Quando se estabeleceu no Japão o sistema dos domínios feudais, no Período dos Reinos Combatentes, e com a crescente complexificação da pirâmide social, passou a ser produzida loiça, roupa e muitas outras utilidades domésticas com o “mon” (brasão) de cada um dos “daimyou” (senhor feudal). Este alto representante do poder, praticamente um rei nos seus domínios, só poderia usar objectos especificamente criados para si, tal era a sua superioridade. Os objectos com o “mon”, com decoração alusiva aos valores específicos de cada “daimyou” ou com temas próprios de cada território, passaram a ser a norma, pelo que os “hashioki” se tornaram a base perfeita para uma mini-representação desse género. No período seguinte, conhecido como Edo, e que corresponde ao longo domínio do Shogunato Tokugawa, os “hashioki” tornaram-se absolutamente centrais na etiqueta das refeições e no diálogo subtil de valores estéticos e sociais. Um descanso de pauzinhos poderia sugerir um sentimento, uma memória ou uma ideia através da sua figuração, cor ou forma.
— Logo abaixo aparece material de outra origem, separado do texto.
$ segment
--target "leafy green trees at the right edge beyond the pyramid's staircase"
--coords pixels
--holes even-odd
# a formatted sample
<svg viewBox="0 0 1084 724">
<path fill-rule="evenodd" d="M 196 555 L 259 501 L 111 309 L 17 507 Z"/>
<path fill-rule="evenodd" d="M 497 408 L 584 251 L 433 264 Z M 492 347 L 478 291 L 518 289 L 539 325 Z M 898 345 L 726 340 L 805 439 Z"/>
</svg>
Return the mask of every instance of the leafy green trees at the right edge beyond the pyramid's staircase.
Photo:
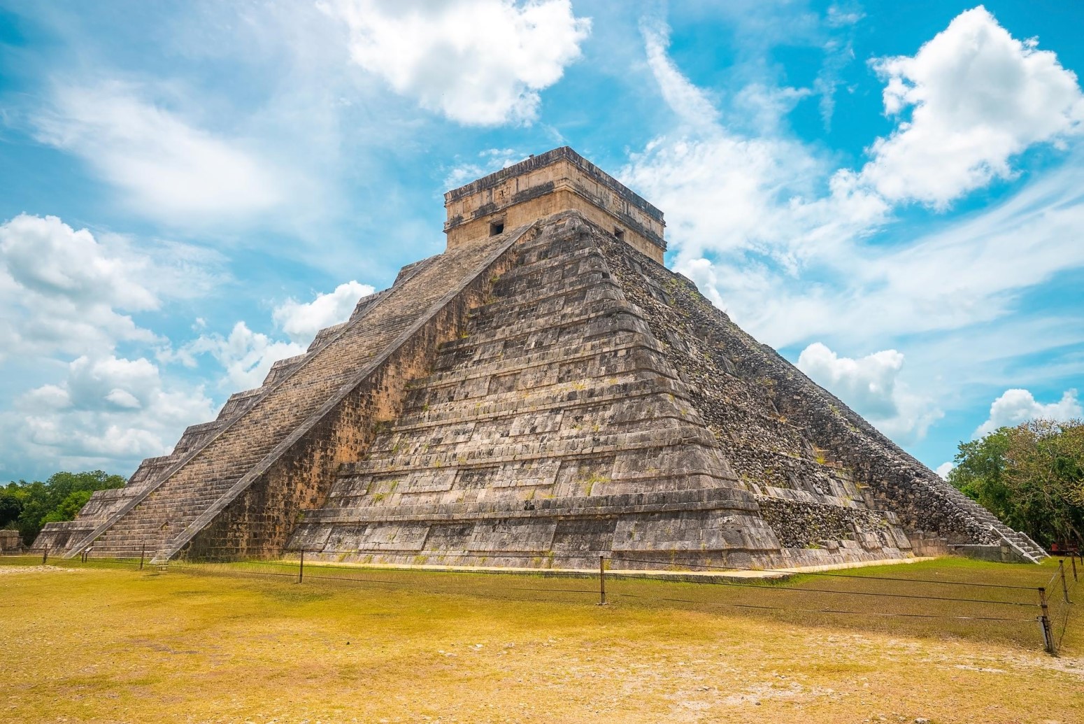
<svg viewBox="0 0 1084 724">
<path fill-rule="evenodd" d="M 962 442 L 955 463 L 949 482 L 1040 545 L 1084 539 L 1084 421 L 1002 427 Z"/>
</svg>

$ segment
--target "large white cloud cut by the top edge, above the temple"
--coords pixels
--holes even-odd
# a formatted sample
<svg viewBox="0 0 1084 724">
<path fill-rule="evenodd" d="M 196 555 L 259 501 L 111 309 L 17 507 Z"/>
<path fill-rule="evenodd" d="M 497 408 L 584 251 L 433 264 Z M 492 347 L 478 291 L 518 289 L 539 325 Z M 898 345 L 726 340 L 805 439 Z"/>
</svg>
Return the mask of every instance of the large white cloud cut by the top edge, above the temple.
<svg viewBox="0 0 1084 724">
<path fill-rule="evenodd" d="M 462 124 L 531 121 L 539 91 L 580 57 L 591 21 L 569 0 L 323 0 L 350 29 L 350 54 L 422 107 Z"/>
</svg>

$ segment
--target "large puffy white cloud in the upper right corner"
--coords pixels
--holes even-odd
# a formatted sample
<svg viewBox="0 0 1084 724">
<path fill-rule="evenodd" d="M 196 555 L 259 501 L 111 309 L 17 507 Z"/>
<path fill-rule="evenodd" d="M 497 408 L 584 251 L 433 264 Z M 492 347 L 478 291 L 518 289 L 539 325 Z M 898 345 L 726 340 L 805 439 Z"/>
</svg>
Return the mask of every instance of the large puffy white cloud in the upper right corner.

Em conjunto com a apreciação dos arranjos florais (ikebana), da caligrafia pendurada na parede e da própria comida, todo um diálogo silencioso é formado, passando mensagens entre o anfitrião e os convivas, ou entre o chefe de família e os convidados. A necessidade de ter disponível o “hashioki” ideal para cada situação e o facto de serem tão pequenos que se tornavam fáceis de arrumar e manter, levou a que fossem comprados vários exemplares por lar, e mesmo por vezes à criação de pequenas colecções. Consequentemente, no período Edo, os estilos diversificaram-se e evoluíram muito significativamente, incluindo com a introdução de novos materiais.
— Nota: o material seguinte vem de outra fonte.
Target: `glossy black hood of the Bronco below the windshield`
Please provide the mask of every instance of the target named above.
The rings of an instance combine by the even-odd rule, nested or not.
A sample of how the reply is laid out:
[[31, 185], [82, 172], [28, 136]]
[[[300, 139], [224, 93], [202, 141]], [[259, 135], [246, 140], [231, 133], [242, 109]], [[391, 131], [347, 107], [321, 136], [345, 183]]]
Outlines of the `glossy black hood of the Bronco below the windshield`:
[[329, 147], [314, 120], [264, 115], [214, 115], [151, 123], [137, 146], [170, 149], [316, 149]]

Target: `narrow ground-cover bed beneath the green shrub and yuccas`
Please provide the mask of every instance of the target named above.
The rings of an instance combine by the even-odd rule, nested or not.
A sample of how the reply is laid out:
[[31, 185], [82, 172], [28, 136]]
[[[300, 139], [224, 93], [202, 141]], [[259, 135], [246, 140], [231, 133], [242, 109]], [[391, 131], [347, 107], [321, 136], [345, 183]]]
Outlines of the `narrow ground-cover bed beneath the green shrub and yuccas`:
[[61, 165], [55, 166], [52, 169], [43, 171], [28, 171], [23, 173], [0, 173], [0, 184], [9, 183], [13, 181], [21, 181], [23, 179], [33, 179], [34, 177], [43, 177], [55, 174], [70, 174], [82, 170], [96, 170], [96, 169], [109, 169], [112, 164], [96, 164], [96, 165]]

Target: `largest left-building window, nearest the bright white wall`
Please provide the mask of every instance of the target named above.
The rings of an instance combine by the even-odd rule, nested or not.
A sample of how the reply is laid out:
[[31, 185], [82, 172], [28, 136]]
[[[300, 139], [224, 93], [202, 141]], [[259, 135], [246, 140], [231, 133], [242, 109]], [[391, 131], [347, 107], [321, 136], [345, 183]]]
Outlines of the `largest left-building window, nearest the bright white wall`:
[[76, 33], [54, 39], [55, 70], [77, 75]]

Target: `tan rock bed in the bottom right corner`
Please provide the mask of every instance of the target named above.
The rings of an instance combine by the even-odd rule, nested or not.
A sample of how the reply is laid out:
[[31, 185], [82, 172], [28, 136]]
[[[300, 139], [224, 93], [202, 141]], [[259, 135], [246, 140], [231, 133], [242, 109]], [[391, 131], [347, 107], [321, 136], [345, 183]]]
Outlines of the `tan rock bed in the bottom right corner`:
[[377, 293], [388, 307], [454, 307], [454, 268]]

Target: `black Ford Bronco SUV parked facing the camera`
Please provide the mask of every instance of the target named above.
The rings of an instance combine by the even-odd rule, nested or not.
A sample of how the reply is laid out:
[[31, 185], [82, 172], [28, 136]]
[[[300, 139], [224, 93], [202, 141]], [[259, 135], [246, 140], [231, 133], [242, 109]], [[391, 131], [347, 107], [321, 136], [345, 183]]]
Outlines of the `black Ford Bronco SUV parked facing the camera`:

Contudo, foi depois da transição para o século XX que realmente se deu um acentuado acréscimo na produção de “hashioki”, coincidindo com a inauguração das primeiras “depaato” (“Department Store”). Estas grandes superfícies, templos de consumismo, eram novidade absoluta no Japão, mas geraram um frenesim e foram rapidamente integradas na perspectiva de modernidade e progresso que o povo japonês ansiava alcançar rapidamente. O acto de comprar, e especialmente de possuir algo que se pode mostrar a outrem (um convidado que visita a casa, um familiar, etc), agora facilitado pelo preço acessível dos produtos produzidos de modo massificado, veio a conjugar-se com a sede por símbolos do bom-gosto e do requinte, historicamente ligados às práticas das classes governantes.
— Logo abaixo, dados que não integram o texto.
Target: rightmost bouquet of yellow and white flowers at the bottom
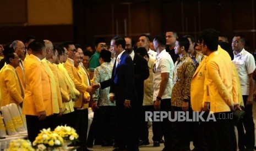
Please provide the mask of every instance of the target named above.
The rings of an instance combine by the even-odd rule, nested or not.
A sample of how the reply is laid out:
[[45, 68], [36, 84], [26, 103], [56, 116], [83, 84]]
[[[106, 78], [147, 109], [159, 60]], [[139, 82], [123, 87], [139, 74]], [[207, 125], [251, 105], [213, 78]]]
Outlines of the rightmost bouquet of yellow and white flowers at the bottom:
[[70, 143], [74, 143], [78, 141], [78, 134], [75, 132], [75, 129], [70, 126], [57, 126], [54, 130], [59, 136], [61, 136], [64, 140], [63, 148], [67, 149], [67, 146]]

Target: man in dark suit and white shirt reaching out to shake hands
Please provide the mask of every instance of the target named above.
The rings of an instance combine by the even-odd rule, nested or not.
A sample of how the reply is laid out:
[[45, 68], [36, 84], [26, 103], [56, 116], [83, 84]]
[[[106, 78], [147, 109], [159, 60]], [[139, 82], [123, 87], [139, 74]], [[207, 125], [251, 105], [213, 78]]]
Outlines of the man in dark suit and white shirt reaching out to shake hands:
[[110, 86], [110, 101], [116, 101], [118, 148], [114, 150], [139, 150], [138, 136], [135, 129], [135, 117], [138, 110], [138, 99], [134, 84], [134, 67], [132, 58], [124, 50], [126, 40], [114, 37], [111, 50], [117, 54], [112, 77], [95, 84], [94, 88], [105, 89]]

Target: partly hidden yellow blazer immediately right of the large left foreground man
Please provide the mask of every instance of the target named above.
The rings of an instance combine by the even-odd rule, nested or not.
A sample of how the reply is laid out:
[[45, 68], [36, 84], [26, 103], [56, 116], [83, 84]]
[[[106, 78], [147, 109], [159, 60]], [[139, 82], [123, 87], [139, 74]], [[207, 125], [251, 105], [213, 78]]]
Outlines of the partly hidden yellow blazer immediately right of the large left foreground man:
[[59, 108], [62, 108], [61, 90], [59, 89], [59, 83], [58, 80], [56, 80], [50, 68], [50, 66], [52, 66], [52, 63], [47, 61], [46, 59], [42, 59], [42, 65], [50, 77], [53, 113], [58, 114]]

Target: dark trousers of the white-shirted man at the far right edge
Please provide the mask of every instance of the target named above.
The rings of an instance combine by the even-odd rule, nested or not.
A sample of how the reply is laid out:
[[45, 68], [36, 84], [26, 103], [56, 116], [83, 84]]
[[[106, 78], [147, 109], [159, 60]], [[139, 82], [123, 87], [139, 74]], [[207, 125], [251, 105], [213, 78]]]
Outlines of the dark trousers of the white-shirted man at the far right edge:
[[[238, 148], [243, 150], [244, 146], [247, 149], [253, 149], [255, 143], [254, 122], [253, 122], [253, 104], [246, 105], [248, 95], [243, 95], [245, 114], [242, 122], [237, 125], [238, 131]], [[244, 133], [246, 130], [246, 133]]]

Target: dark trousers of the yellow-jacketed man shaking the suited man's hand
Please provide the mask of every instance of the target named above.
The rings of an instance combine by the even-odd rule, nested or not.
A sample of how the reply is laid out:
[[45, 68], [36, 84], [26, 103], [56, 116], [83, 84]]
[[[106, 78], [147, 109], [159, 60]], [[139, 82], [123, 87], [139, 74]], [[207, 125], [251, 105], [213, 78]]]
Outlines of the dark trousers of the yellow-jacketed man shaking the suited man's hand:
[[88, 109], [77, 109], [74, 108], [74, 129], [77, 130], [79, 135], [78, 146], [81, 147], [81, 150], [86, 149], [86, 138], [87, 138], [87, 129], [88, 129]]

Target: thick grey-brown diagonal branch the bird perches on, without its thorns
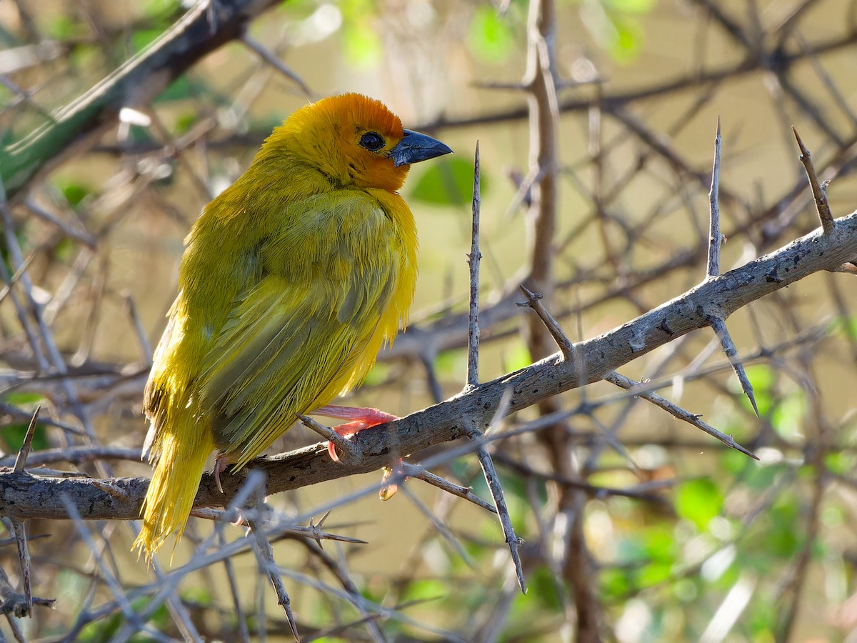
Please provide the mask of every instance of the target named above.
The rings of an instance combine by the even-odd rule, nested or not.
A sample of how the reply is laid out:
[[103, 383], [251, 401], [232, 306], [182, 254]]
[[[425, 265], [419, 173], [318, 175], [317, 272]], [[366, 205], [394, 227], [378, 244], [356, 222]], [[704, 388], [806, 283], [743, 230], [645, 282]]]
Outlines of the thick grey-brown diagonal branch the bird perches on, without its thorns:
[[[512, 391], [509, 412], [517, 412], [563, 391], [597, 382], [608, 372], [656, 347], [707, 327], [711, 315], [725, 319], [747, 303], [812, 273], [834, 271], [842, 261], [854, 255], [857, 255], [857, 212], [837, 219], [836, 228], [830, 234], [824, 234], [819, 228], [776, 252], [708, 279], [619, 328], [576, 343], [575, 354], [580, 358], [575, 364], [566, 362], [561, 352], [554, 353], [524, 369], [482, 382], [438, 405], [393, 423], [381, 424], [373, 430], [361, 431], [352, 440], [361, 453], [358, 465], [346, 468], [333, 462], [327, 456], [327, 446], [319, 443], [287, 454], [259, 458], [247, 468], [255, 467], [267, 473], [268, 493], [376, 471], [389, 462], [390, 439], [398, 441], [402, 453], [412, 454], [464, 437], [466, 428], [462, 418], [486, 429], [507, 391]], [[217, 507], [229, 502], [243, 484], [244, 474], [227, 474], [222, 479], [225, 496], [217, 490], [213, 473], [205, 474], [195, 507]], [[145, 478], [111, 480], [111, 484], [127, 492], [125, 502], [95, 488], [87, 478], [40, 478], [30, 472], [0, 472], [0, 483], [3, 514], [22, 520], [68, 517], [59, 502], [61, 493], [75, 502], [82, 518], [134, 520], [139, 515], [148, 481]]]

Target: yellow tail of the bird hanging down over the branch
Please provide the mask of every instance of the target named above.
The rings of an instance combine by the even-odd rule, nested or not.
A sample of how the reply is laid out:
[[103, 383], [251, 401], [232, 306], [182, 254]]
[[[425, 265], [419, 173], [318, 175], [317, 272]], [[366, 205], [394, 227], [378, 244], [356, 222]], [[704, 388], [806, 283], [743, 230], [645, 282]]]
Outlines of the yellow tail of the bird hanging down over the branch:
[[166, 538], [176, 531], [178, 544], [193, 508], [207, 457], [213, 450], [213, 437], [208, 431], [187, 431], [182, 436], [165, 431], [156, 436], [152, 457], [157, 459], [157, 464], [141, 509], [143, 528], [133, 547], [144, 553], [147, 560], [151, 560]]

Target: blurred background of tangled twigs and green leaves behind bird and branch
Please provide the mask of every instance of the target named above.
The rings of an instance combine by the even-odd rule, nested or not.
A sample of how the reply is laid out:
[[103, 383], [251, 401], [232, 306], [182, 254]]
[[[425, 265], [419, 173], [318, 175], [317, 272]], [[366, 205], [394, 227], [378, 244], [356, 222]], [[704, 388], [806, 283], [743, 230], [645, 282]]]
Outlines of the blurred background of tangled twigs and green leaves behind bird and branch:
[[[210, 39], [183, 33], [200, 16]], [[401, 416], [464, 384], [476, 141], [483, 382], [555, 351], [515, 305], [522, 281], [583, 340], [704, 279], [718, 115], [723, 272], [818, 226], [792, 125], [834, 216], [857, 201], [850, 0], [6, 0], [0, 43], [0, 465], [40, 405], [33, 449], [59, 450], [33, 454], [43, 475], [148, 475], [142, 388], [183, 237], [322, 96], [381, 99], [455, 151], [405, 183], [411, 328], [348, 400]], [[760, 418], [710, 330], [621, 370], [759, 462], [606, 382], [508, 418], [518, 431], [492, 453], [525, 596], [496, 516], [419, 480], [338, 503], [326, 531], [367, 544], [280, 538], [304, 640], [857, 640], [854, 288], [817, 273], [728, 320]], [[273, 451], [317, 441], [296, 427]], [[433, 471], [490, 498], [472, 454]], [[276, 520], [313, 515], [378, 478], [268, 503]], [[3, 526], [8, 598], [22, 580]], [[129, 523], [31, 521], [33, 594], [56, 603], [4, 614], [0, 640], [291, 640], [251, 549], [183, 567], [212, 530], [191, 520], [165, 600]]]

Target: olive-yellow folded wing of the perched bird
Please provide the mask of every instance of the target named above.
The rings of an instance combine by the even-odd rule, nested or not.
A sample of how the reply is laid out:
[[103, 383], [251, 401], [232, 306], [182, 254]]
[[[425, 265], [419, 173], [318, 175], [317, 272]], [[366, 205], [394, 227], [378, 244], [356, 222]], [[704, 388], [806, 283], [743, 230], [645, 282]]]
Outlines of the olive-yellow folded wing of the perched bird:
[[295, 207], [261, 247], [264, 276], [237, 297], [199, 382], [215, 441], [239, 465], [357, 383], [399, 325], [391, 301], [412, 254], [379, 202], [348, 191]]

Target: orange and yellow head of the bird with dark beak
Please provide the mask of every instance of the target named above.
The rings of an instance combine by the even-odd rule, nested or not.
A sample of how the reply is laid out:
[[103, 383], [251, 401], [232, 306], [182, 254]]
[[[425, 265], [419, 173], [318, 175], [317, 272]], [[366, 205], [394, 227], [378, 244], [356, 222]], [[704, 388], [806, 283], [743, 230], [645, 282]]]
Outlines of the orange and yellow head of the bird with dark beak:
[[451, 153], [431, 136], [403, 129], [381, 101], [359, 93], [321, 99], [274, 129], [266, 147], [288, 141], [338, 187], [402, 187], [411, 163]]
Cada um dos pequenos apoios para pauzinhos que usamos hoje carrega esta longa história e é um símbolo dos valores cultuais do Japão, mesmo quando os materiais são apenas a cerâmica ou o vidro, e mesmo numa época em que personagens de animação ou animaizinhos queridos são mais populares do que as ancestrais representações da sazonalidade. Acima de tudo, para quem usa os “hashioki” hoje, é uma questão de acrescentar beleza e sentido prático, um “dois em um”, simultaneamente conveniente e que enriquece a alma com a experiência estética.